4. Carbon Monoxide intoxication is a slow and insidious killer. Odorless, tasteless and utterly undetectable without specialized monitoring equipment, CO is readily produced as a product of combustion. Your car, grill, fireplace and other fuel-burning apparatuses will all emit CO gas.
CO is lethal in sufficient concentrations, and will first surface in humans as discomfort and headache followed by flu-like or cold symptoms. Your mind will be adversely affected in proportion to the amount in your bloodstream, and coordination will suffer.
Eventually you will lose consciousness, and if that happens in an environment full of CO, you will die. You must have CO detectors in your home, and you should become acutely familiar with CO poisoning symptoms in order to realize what it is and act quick enough to save your own life. Also learn proper use and handling techniques for all fuel-burning equipment and never, ever use them inside to heat or cook.
5. Slips, Trips and Falls can occur for all kinds of reasons. An untied shoe, a misplaced step, a child’s toy left out, slick tile or a patch of ice. Humans don’t hold up well when gravity gets the final vote, and you won’t have the boon of safety equipment.
An uncontrolled fall or stumble can result in a host of injuries: fractures, strains and sprains are all common and debilitating. A whack to the head could result in a concussion or even a fractured skull, both serious medical emergencies. A fall from height, like atop a ladder or off a balcony sets the stage for terrible injury or death.
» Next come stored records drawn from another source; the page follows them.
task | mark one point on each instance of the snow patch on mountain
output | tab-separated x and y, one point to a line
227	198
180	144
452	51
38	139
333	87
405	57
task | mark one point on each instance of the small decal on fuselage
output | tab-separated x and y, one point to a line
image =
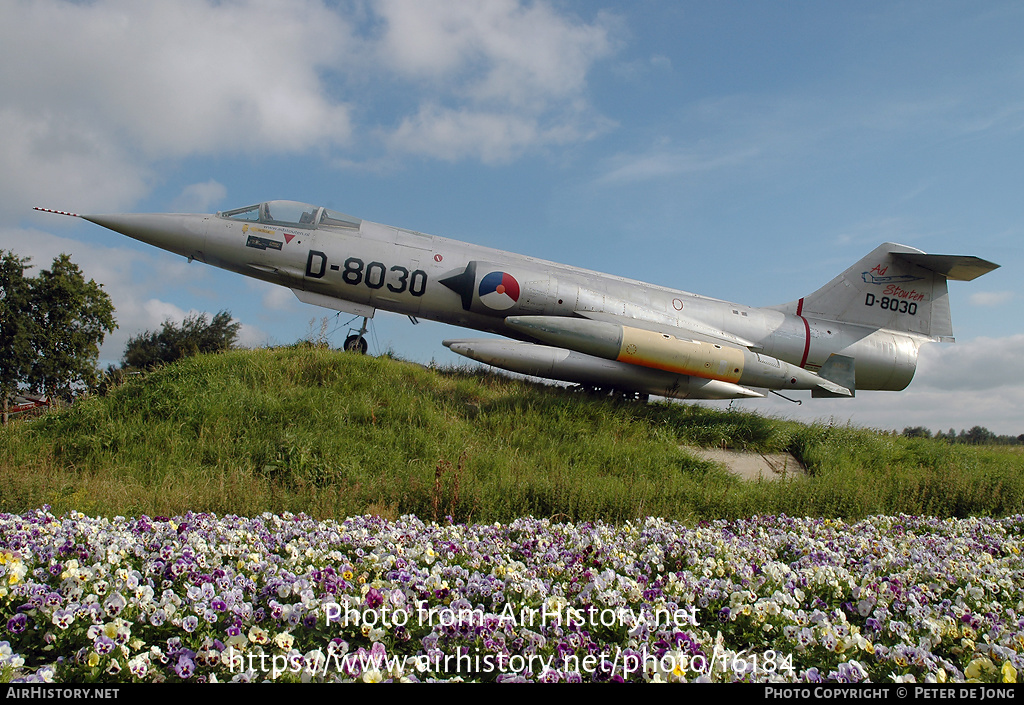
262	243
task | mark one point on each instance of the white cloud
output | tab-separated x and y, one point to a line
95	92
978	382
501	77
990	298
200	198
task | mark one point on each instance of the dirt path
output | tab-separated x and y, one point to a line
753	465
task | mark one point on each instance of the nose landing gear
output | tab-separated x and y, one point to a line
355	342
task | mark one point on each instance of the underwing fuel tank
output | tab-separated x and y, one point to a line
670	354
569	366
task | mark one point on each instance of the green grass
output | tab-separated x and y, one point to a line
334	434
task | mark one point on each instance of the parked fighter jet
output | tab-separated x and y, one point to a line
860	331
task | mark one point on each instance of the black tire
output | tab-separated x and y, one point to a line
356	343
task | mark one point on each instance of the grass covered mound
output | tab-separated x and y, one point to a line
331	434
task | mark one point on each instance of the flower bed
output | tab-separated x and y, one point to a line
770	598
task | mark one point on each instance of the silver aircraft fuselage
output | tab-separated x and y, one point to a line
860	331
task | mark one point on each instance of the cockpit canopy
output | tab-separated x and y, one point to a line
291	214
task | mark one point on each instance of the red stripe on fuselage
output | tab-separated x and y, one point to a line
807	332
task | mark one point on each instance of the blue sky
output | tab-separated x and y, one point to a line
744	151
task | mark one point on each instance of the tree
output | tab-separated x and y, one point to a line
72	319
50	327
173	342
918	432
16	326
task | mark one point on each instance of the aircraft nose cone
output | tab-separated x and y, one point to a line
181	234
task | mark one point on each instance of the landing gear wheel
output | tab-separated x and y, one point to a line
356	343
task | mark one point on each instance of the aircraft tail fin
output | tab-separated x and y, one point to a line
895	287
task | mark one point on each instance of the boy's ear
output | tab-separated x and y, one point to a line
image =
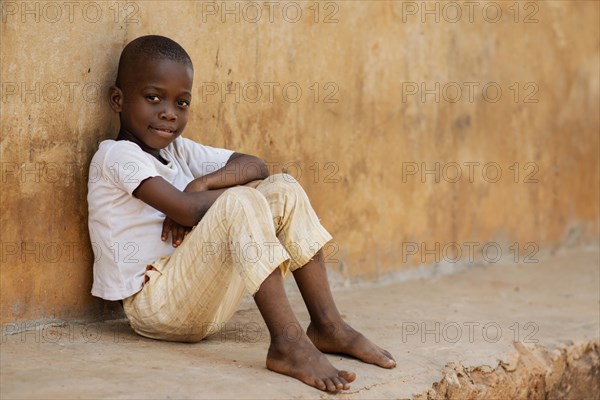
115	98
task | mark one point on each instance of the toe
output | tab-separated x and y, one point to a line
347	376
330	385
319	384
338	383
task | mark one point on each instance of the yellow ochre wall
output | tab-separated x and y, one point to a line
418	129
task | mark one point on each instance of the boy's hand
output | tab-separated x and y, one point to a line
254	184
178	231
197	185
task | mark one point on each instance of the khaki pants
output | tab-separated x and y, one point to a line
243	237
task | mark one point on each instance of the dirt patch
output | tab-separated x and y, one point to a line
535	372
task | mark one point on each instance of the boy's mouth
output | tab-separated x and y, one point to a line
163	131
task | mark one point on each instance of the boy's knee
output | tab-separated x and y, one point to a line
282	178
242	195
283	182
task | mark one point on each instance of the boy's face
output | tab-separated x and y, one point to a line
154	101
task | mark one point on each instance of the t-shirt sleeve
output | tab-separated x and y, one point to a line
126	166
202	159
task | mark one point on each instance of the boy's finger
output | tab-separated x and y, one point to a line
166	229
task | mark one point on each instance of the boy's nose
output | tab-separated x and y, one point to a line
168	114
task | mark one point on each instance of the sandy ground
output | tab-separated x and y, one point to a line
473	318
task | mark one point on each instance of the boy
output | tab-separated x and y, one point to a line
155	183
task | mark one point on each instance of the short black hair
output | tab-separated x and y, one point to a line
152	47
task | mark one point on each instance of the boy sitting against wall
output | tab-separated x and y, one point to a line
157	183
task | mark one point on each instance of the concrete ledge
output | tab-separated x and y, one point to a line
510	331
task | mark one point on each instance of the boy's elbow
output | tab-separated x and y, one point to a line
263	170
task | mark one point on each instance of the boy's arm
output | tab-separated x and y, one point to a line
239	170
185	208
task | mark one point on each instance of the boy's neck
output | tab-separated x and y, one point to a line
126	135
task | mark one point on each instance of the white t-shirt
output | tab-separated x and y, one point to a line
125	232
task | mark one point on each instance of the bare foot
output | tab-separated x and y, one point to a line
300	359
342	338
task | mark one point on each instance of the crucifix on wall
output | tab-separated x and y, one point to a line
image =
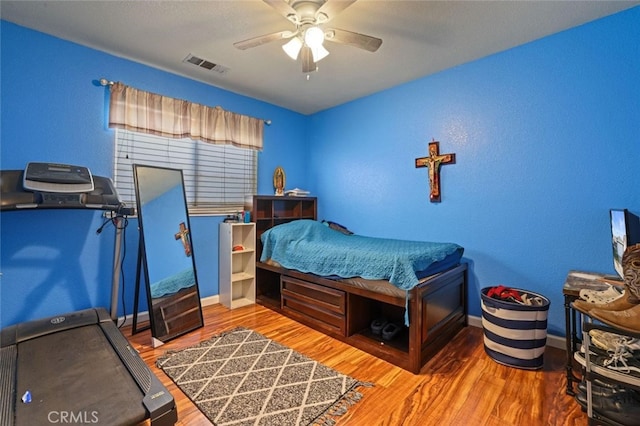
183	235
433	162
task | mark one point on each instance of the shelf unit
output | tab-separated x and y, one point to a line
268	211
237	264
595	371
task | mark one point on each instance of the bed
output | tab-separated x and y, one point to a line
173	284
349	285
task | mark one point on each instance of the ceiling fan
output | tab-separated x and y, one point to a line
310	17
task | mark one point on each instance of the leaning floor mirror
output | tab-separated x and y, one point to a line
166	253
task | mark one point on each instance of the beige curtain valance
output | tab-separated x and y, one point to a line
146	112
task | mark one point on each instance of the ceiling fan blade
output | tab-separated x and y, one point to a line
331	8
307	60
263	39
350	38
283	8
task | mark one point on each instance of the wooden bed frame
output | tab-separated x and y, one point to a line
437	307
437	311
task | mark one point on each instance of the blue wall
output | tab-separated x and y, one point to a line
546	139
53	110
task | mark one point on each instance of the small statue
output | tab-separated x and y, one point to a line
279	181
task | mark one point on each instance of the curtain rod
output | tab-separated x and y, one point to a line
104	82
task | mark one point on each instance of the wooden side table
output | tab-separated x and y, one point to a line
576	281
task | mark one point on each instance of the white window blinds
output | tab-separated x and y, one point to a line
217	178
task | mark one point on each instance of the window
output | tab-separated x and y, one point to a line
217	178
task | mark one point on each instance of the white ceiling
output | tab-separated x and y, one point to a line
419	38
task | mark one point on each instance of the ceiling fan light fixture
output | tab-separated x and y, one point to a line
292	47
314	37
319	53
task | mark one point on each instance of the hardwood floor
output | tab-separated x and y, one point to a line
459	386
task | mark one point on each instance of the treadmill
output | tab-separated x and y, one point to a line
77	368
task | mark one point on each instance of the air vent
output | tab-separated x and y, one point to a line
203	63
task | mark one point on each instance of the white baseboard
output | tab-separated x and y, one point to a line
144	316
553	341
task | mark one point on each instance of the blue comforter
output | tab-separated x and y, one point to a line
310	246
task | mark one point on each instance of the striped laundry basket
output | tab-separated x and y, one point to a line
515	334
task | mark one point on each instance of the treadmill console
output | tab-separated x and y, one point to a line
56	178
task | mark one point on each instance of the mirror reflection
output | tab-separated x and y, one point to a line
167	253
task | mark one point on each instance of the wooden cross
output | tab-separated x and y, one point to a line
183	235
433	162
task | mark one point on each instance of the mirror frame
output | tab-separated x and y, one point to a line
160	331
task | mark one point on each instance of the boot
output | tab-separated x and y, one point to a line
627	320
631	298
619	304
You should endeavor to know how to assess the most common injuries from falls and splint or sling fractures. Do you know how to immobilize a person’s neck or head? Can you create or use a litter to move them without exacerbating an injury if required?
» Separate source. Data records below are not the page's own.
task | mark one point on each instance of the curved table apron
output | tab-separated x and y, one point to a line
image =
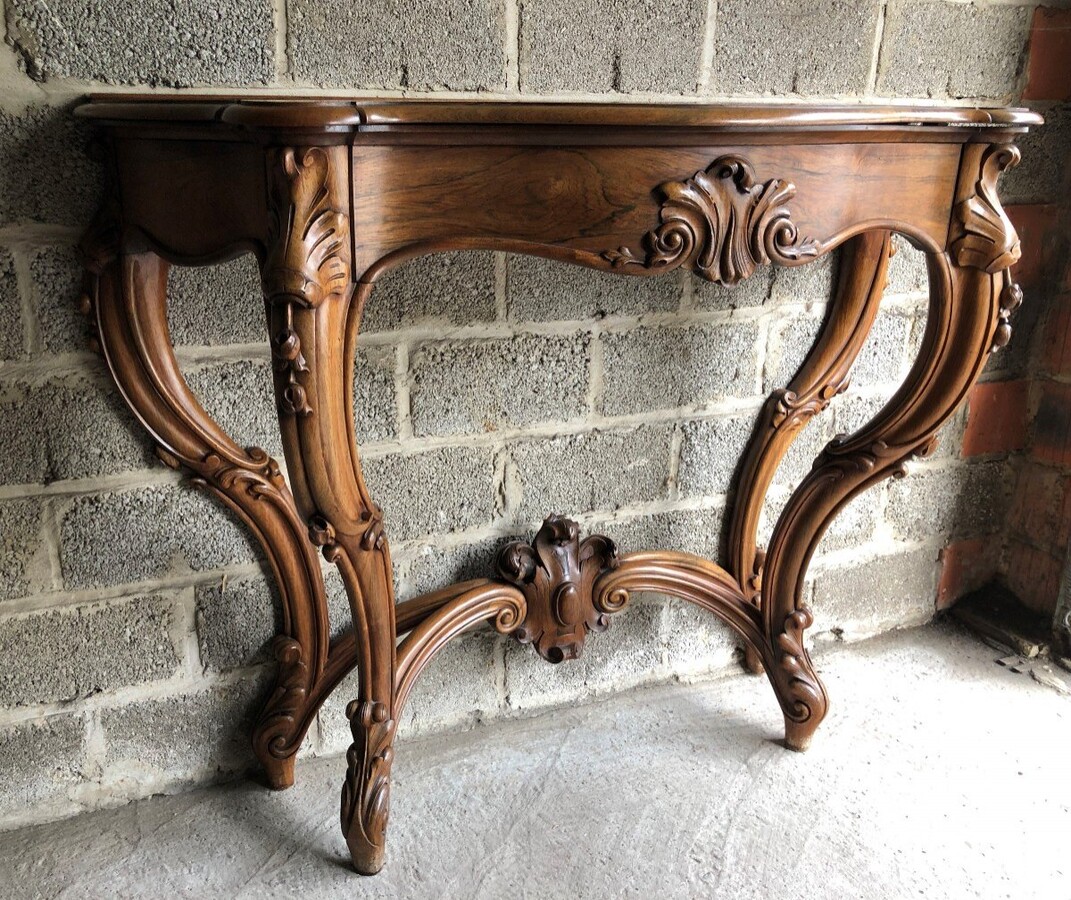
331	194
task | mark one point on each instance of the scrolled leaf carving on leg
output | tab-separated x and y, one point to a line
366	792
985	238
556	573
722	224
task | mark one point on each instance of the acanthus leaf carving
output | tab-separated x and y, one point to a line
308	255
803	690
366	792
985	237
722	224
556	573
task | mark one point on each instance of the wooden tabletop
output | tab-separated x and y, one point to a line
340	114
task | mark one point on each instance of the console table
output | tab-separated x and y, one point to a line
329	194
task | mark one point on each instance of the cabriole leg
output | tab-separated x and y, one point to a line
971	296
314	312
125	298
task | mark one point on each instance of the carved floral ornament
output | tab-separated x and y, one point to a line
557	572
722	224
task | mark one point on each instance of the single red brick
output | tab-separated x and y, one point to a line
1034	576
1034	224
998	418
1038	507
1052	425
967	566
1047	72
1056	338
6. Fire is one of man’s oldest tools, and literally the force that helped us to blaze the reclamation of earth from the beasts of the land, but it is also one we have never truly mastered, and it remains a fickle and mercurial servant. The same cooking fire that helped you make you dinner at camp or the comforting fire in the hearth at home is the same one that can turn on you and see you driven from either.
Fires are another huge killer all around the world, and cause billions upon billions in damage yearly. You should have a plan and fire extinguishers for dealing with and escaping a house fire, as well as a working knowledge of wildfires, since they can move rapidly over wide areas, cutting off escape routes and turning the very air into a choking fume.
Since so many preppers rely on fire making skills for warmth and survival, you should learn well how to safely build and manage one in different environments.
7. Tornadoes are the apex of wind storms, capable of ferocious winds up to 300 mph. Wind speeds like that will casually toss vehicle and train cars, remove buildings from their moorings and tear apart anyone exposed to them.
While tornadoes may happen anywhere on earth, they are far more common in some places than others, with America, specifically the Great Plains region of the Midwest, being the undisputed hotspot.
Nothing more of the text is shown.